第七十一話魂を封じる人形
第七十一話魂を封じる人形
「ねえエル……あの話本当なのかな」
「分からないけど、目で見たことを信じたいかな」
ミドラ族長が……だなんて
私とスミカは現在ノラとノアに作戦に必要な物を取りに行ってる。
二人がいうには『魂を封じる人形にミドラを封じる』ために必要だと。
「エル……ちょっと離れないで怖いから」
「安心して私はスミカから離れないから」
ギュッ
「ほらこれで安心でしょ」
私はスミカの手を握った。
「……好き」
「うん、私もだよスミカ」
『…………るな』
「何か声が聞こえなかった?」
「私は何も」
「だ〜か〜ら〜離れるなって言ってんだよガキども」
私たちが声の方を振り向くと喋る人体模型がいた。
「「ぎゃあぁぁぁぁぁ!!」」
薄暗い屋敷で出会ったこの人体模型が私たちが探していた"魂を封じる人形"であることを私たちは知らなかった。
「エルもう無理……足が動かない」
「私の背中に!!」
「おいおい、そんなに怖がるなって見た目か? だったら変えてやるから」
人体模型は金髪の男の姿に変わった。
「この姿になるの久しぶりすぎて慣れないな。んでここにきたってことは俺の身体に用があるんだろ」
「かっ、から……身体って何言ってるの!?」
「落ち着いてスミカ……あの人体模型さん、ここに"魂を封じる人形"があるって聞いて来たんだけど何か知らない?」
「あぁ、それは俺のことだ。
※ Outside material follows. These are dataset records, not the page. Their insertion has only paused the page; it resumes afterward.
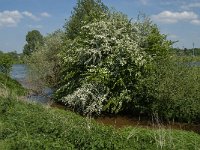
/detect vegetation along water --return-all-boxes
[0,0,200,150]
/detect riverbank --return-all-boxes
[0,95,200,150]
[0,73,200,150]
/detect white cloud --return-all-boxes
[28,25,43,29]
[190,19,200,25]
[140,0,148,5]
[0,10,23,27]
[22,11,40,21]
[181,2,200,10]
[40,12,51,17]
[0,10,51,28]
[152,11,198,24]
[167,34,178,39]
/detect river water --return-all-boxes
[10,64,200,134]
[10,64,53,104]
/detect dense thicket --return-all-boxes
[25,30,64,90]
[25,0,200,122]
[0,96,200,150]
[0,51,20,75]
[23,30,43,56]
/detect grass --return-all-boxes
[0,72,200,150]
[0,98,200,150]
[0,73,27,96]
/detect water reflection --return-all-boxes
[10,64,53,104]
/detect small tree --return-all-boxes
[23,30,44,55]
[0,53,13,75]
[65,0,108,39]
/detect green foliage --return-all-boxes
[0,73,27,96]
[23,30,43,56]
[65,0,108,39]
[0,53,13,75]
[25,30,64,89]
[144,56,200,123]
[0,98,200,150]
[55,12,171,116]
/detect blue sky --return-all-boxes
[0,0,200,53]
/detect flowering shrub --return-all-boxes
[56,13,161,113]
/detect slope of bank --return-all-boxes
[0,75,200,150]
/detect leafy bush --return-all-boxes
[0,53,13,75]
[25,30,64,90]
[55,12,170,113]
[0,73,27,96]
[144,56,200,123]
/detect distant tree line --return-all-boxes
[0,51,21,75]
[173,48,200,56]
[24,0,200,122]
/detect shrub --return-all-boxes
[55,12,170,113]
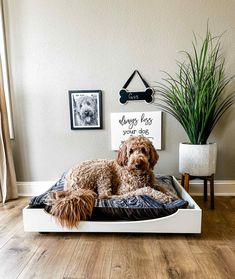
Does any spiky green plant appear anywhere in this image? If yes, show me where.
[156,29,235,144]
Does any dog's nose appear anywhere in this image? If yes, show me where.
[135,163,143,170]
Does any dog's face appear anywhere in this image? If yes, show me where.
[117,136,159,174]
[75,96,97,125]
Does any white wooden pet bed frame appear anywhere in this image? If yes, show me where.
[23,178,202,233]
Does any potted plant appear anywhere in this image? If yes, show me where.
[155,28,235,176]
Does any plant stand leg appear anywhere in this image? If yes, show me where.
[180,173,184,187]
[184,173,189,192]
[210,174,215,209]
[204,178,207,201]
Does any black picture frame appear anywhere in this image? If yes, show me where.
[69,90,102,130]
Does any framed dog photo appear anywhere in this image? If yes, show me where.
[69,90,102,130]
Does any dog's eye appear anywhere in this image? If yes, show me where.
[141,147,147,154]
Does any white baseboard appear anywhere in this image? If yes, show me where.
[185,180,235,196]
[17,180,235,196]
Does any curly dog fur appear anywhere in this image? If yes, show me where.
[49,136,175,227]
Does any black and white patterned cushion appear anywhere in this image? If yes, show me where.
[29,174,188,220]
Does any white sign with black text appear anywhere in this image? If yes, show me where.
[111,111,162,150]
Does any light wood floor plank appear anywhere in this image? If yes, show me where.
[0,197,235,279]
[18,234,79,279]
[64,233,113,279]
[110,234,156,279]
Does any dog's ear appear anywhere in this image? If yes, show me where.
[117,142,128,167]
[149,144,159,169]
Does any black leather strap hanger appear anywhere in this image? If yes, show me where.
[119,70,154,104]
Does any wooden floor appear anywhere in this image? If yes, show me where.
[0,197,235,279]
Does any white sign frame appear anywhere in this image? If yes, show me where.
[110,111,162,150]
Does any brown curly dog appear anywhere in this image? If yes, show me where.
[48,136,175,230]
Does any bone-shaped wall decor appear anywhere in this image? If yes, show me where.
[119,70,154,104]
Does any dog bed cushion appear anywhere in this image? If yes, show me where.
[29,174,188,221]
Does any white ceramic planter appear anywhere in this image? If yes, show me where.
[179,143,217,176]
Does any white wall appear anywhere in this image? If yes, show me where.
[4,0,235,181]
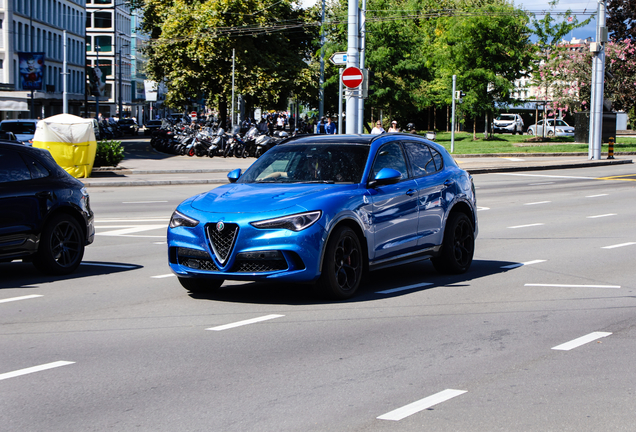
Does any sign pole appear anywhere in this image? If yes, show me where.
[338,68,344,134]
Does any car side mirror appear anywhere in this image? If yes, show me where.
[227,168,241,183]
[368,168,402,188]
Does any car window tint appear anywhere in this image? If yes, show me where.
[0,149,31,183]
[404,142,436,177]
[371,143,408,179]
[23,155,51,179]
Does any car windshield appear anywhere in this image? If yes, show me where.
[0,122,35,134]
[238,143,369,183]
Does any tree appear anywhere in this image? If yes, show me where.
[430,0,533,138]
[542,39,636,112]
[137,0,317,120]
[605,0,636,42]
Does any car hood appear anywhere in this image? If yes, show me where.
[190,183,348,213]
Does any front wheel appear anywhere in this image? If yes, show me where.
[431,213,475,274]
[33,214,84,275]
[179,277,223,294]
[318,226,364,300]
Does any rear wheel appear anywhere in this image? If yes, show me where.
[179,277,223,294]
[33,214,84,275]
[431,213,475,274]
[318,226,364,300]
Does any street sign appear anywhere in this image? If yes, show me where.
[329,53,347,65]
[342,66,364,88]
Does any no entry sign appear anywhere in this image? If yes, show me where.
[342,66,363,88]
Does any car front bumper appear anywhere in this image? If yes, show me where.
[168,218,326,282]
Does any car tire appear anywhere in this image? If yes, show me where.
[317,226,364,300]
[33,214,85,275]
[179,277,223,294]
[431,213,475,274]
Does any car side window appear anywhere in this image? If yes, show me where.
[23,155,51,179]
[371,142,409,179]
[0,149,31,183]
[404,142,442,177]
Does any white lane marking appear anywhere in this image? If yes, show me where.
[378,389,467,421]
[0,361,75,380]
[493,173,596,180]
[150,273,175,279]
[552,332,611,351]
[95,225,168,237]
[0,294,44,303]
[206,314,285,331]
[524,284,621,289]
[376,282,433,294]
[587,213,616,219]
[508,223,545,229]
[601,242,636,249]
[501,260,546,268]
[122,201,168,204]
[95,217,170,223]
[82,261,137,268]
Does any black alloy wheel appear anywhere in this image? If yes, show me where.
[318,226,364,300]
[33,214,84,275]
[431,213,475,274]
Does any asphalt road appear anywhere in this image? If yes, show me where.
[0,165,636,431]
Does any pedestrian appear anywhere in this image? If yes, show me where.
[371,120,386,135]
[325,117,336,135]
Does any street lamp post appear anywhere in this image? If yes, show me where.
[117,45,130,119]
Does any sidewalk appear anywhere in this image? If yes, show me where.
[79,137,632,187]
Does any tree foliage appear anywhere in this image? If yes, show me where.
[137,0,317,114]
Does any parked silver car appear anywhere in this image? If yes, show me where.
[492,114,523,135]
[528,119,574,137]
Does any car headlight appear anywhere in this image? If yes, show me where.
[250,210,322,232]
[170,210,199,228]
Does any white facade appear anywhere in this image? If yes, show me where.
[0,0,86,119]
[86,0,133,117]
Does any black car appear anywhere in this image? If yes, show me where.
[117,119,139,135]
[144,120,163,135]
[0,141,95,275]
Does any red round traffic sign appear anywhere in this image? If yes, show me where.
[342,66,364,88]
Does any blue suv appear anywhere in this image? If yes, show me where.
[168,133,477,299]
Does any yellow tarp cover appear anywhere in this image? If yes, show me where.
[33,114,97,178]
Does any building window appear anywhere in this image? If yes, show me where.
[94,12,113,28]
[95,36,113,52]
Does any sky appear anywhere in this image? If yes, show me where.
[301,0,598,40]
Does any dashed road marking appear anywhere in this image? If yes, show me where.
[601,242,636,249]
[0,294,44,303]
[206,314,285,331]
[524,284,621,289]
[378,389,467,421]
[501,260,546,269]
[376,282,433,294]
[508,223,545,229]
[587,213,616,219]
[552,332,611,351]
[0,361,75,381]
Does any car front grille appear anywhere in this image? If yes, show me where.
[205,222,238,265]
[232,259,288,273]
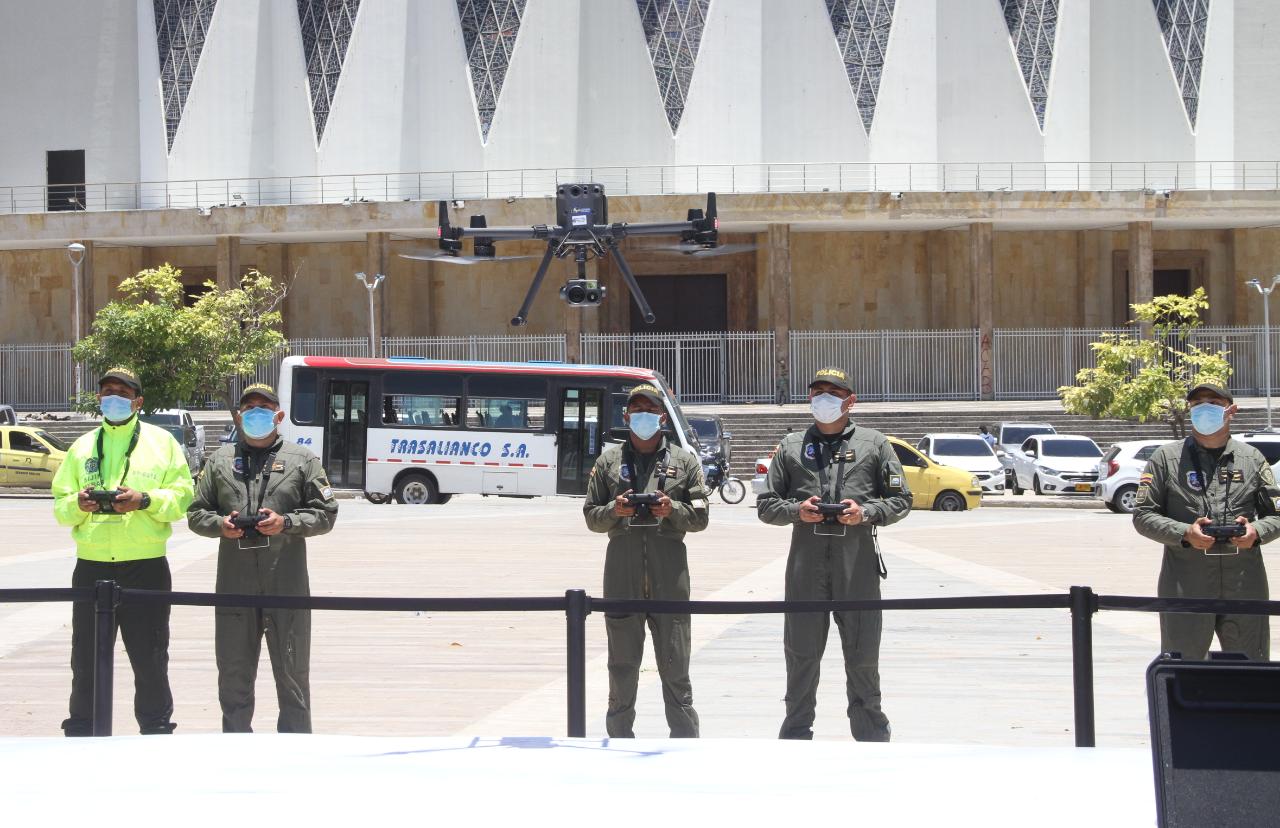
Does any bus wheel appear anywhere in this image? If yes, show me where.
[396,474,440,506]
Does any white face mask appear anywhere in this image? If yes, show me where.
[809,394,845,422]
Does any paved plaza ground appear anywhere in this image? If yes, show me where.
[0,495,1280,747]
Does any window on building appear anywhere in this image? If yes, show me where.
[45,150,84,212]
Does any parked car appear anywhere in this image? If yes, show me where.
[685,415,733,465]
[1011,434,1102,494]
[142,408,205,476]
[915,434,1005,494]
[996,422,1057,490]
[1098,440,1172,514]
[1233,431,1280,471]
[751,436,982,512]
[0,425,70,489]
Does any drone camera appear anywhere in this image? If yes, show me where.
[561,279,608,307]
[556,184,609,229]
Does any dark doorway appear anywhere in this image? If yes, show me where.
[631,273,728,333]
[45,150,84,212]
[1152,270,1192,296]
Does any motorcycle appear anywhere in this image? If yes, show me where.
[701,452,746,503]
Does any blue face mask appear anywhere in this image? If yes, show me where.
[627,411,662,440]
[241,406,275,440]
[97,394,133,422]
[1192,403,1226,436]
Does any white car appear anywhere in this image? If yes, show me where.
[915,434,1005,494]
[1098,440,1167,514]
[751,452,773,497]
[1011,434,1102,494]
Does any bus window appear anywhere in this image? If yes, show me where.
[287,369,317,422]
[467,374,547,431]
[381,371,462,429]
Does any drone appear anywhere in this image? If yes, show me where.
[401,183,753,328]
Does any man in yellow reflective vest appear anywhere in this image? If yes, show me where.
[52,369,193,736]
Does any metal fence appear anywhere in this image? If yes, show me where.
[582,331,774,403]
[790,329,982,401]
[0,326,1280,411]
[0,161,1280,212]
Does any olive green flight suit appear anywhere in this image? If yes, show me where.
[1133,439,1280,660]
[756,424,911,741]
[582,438,708,738]
[187,439,338,733]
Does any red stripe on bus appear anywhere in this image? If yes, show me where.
[294,357,654,379]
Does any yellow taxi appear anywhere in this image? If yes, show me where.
[0,425,70,489]
[751,436,982,512]
[888,436,982,512]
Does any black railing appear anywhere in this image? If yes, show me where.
[0,581,1280,747]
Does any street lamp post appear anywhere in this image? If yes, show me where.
[356,273,387,357]
[1244,275,1280,431]
[67,242,84,398]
だが使わせるには一つ条件がある」
「条件って何?」
「お前らの仲間に合わせることだ」
「そんなことでいいの?」
「ああそれでいい、それが世界の為だ」
「どういうこと?」
「後で分かる」
スミカの震えが止まるまで待ってもらった。
二分後
「ごめんねエル……やっぱり暗いところで人体模型って怖くて」
「そうだね、私もだよ。安心して私はそばにいるから」
パチン
場所が変わった!?
私たちは人体模型さんの指を鳴らした音と同時に屋敷から仙笠樹の森に移動していた。
「さて貴方がノアさん、ノラさんですね。俺は全て知っています」
「ルミエル……こいつは誰だ」
「えっ、魂を封じる人形だってこの模型さんが」
「模型……まさか人体模型の姿だったか?」
「話に割って入りますが俺がその魂を封じる人形です。貴方たちが父様の悪を俺に封じようとしていますが、そもそも今出て来ている父様は本当の父様ではなく単なる複製です。一応内側には父様の一片は残っているようですが」
人体模型さんが説明しているとシャルロッテが焦りながら聞いた。
「ちょっと待ってくれさっきから父様父様って……誰のことなんだよ」
「父様とはミドラのことです」
その言葉を聞き驚きを隠せなかった私たちを他所に……人体模型さんは話を続けた。
「父様を止めたいのでしたら俺に封じるより良い方法をノラさん、ノアさんお二人の方が知っていると思います」
「よく……知っているな」
「言っているでしょう、全て知っていると」
その後ノラとノアが説明を始めた。
説明によるとノラとノアの合体・分裂の能力をミドラ族長に使い身体に入り込み複製の人格をミドラ族長の身体から取り出すとのこと。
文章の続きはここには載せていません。